Both projects will draw on the bookstores’ commitment to championing books that endure and to advocating for the cultural work of bookselling.
Our podcast, Open Stacks, returns with a fourth season, in which we browse around our Front Table, cultivate lively discussion among authors, editors, publishers, and booksellers, and open up conversations about the role of the bookstore in the 21st century.
We are excited to offer a more formalized consulting service, after years of one-off partnerships. We will provide our selection and curation services to a range of cultural and educational organizations whose missions complement ours. Drawing on our deep knowledge of foundational and pathbreaking works across many disciplines, we’ll help these institutions build collections that both reflect and strengthen their readership.

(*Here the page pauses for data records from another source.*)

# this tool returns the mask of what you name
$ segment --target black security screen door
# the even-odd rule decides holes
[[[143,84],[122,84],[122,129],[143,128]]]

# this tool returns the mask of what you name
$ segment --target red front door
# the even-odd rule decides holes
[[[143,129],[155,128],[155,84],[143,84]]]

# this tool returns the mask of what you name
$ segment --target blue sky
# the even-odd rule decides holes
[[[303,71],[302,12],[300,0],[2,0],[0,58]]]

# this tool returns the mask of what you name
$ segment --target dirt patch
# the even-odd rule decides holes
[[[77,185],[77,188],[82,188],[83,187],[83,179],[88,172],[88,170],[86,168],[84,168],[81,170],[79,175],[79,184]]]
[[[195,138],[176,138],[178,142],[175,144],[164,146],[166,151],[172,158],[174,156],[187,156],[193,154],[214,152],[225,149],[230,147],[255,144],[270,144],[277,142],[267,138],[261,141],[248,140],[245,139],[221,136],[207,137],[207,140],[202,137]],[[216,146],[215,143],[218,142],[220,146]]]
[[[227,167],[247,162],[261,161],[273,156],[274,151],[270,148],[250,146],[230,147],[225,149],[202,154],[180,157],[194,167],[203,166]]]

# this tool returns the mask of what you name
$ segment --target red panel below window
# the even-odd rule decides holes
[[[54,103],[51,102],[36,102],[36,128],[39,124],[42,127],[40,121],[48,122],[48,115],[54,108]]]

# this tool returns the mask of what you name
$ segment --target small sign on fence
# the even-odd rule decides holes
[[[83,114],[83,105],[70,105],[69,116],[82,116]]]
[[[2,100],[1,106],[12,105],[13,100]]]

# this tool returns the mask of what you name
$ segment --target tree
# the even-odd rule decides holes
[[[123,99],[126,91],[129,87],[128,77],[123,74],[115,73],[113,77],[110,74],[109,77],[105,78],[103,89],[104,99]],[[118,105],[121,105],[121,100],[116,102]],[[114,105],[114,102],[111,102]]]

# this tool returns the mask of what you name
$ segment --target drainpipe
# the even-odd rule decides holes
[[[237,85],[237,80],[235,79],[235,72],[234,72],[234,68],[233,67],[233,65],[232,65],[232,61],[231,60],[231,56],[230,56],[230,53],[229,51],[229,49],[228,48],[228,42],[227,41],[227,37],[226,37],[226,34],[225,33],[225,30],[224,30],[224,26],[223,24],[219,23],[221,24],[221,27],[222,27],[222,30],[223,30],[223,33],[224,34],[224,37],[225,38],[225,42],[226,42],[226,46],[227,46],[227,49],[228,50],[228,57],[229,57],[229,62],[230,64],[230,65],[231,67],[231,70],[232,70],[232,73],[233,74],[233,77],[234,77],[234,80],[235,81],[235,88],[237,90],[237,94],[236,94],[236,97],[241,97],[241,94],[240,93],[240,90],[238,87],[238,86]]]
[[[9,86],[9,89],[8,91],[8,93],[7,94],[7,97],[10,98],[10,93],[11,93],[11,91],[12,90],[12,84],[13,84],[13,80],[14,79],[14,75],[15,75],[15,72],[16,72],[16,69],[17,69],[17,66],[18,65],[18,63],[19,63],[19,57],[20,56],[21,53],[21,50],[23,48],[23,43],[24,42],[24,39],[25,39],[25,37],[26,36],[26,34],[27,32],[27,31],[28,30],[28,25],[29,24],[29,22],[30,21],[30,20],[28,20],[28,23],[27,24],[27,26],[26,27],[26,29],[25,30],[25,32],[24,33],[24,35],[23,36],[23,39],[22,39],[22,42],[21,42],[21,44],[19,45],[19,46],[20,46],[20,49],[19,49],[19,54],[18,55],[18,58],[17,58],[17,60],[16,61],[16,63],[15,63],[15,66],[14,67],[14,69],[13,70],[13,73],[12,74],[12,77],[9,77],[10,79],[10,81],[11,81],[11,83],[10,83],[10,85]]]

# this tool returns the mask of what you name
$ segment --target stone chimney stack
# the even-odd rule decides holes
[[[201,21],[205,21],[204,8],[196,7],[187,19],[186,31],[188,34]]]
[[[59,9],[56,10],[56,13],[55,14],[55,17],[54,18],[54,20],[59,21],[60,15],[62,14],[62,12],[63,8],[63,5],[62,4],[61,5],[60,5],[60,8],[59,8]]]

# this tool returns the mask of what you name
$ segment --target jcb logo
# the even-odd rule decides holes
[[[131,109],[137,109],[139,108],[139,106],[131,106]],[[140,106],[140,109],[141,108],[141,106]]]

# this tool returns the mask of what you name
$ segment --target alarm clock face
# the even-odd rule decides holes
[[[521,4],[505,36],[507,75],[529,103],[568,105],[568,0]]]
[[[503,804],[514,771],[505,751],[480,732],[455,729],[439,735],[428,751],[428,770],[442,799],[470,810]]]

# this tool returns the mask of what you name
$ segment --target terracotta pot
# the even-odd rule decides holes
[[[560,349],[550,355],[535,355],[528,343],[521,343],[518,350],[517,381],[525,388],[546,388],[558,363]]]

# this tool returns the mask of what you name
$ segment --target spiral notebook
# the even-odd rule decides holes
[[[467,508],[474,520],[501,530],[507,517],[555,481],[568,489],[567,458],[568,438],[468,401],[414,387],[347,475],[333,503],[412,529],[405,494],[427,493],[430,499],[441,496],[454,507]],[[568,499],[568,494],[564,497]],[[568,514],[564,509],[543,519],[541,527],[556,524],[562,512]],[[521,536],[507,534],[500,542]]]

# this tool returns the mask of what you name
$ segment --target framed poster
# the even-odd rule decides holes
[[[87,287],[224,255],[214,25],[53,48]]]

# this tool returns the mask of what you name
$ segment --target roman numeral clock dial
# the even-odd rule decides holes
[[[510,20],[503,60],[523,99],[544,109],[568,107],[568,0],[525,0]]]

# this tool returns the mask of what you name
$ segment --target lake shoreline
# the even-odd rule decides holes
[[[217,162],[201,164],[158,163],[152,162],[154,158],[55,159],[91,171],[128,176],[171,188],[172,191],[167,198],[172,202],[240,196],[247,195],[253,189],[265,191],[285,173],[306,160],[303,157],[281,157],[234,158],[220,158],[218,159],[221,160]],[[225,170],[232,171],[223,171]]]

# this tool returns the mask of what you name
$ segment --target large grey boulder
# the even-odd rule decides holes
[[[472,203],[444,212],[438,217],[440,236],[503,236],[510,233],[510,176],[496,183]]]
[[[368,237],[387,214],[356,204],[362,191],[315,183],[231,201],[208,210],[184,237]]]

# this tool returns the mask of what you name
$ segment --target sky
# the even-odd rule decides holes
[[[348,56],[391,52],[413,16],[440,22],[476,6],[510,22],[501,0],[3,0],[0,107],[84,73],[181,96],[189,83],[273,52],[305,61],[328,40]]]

Our third round of subscription boxes left the store last month, and we’re pleased to say that the program is quickly gaining speed. For these bi-monthly boxes, our buyers select compelling, surprising, and accessible reads in nine different categories, with books headed all around the world.
Lastly, we have been buoyed by the myriad ways you have supported our stores. Your financial support has been critical to ensuring our survival and will continue to be vital to our long-term success. Gifts to the Co-op allow us to continue to invest in the browsing experience. In addition, your financial support allows us to continue serving our communities near and far, by providing spaces and resources that foster conversation, combat ignorance, and advocate informed debate.
“The directions of inquiry abound,” writes Alena, “especially around the issue of value.” We are determined to follow the lines of inquiry which will help us deliberately build a model that will support the work of a community bookstore devoted to books and only books—one that will ensure that we persist for the next 60 years (and beyond!). “Good bookshops are questions without answers,” Jorge Carrión writes in his wonderful essay “That Conundrum We Call a Bookshop.” He continues:
"They are places that provoke you intellectually, encode riddles, surprise and offer challenges, hypnotize with that melody—or cacophony—which creates light and shadows, shelves, stairs, front-covers, doors opening, umbrellas closing, head movements indicating hello or goodbye, people on the move."
If we are successful in our inquiry, we will be able to provide you a space where you can follow your curiosity, that you might ask bigger and better questions—lines of inquiry so profound that it is the asking, not the answering, that ultimately matters.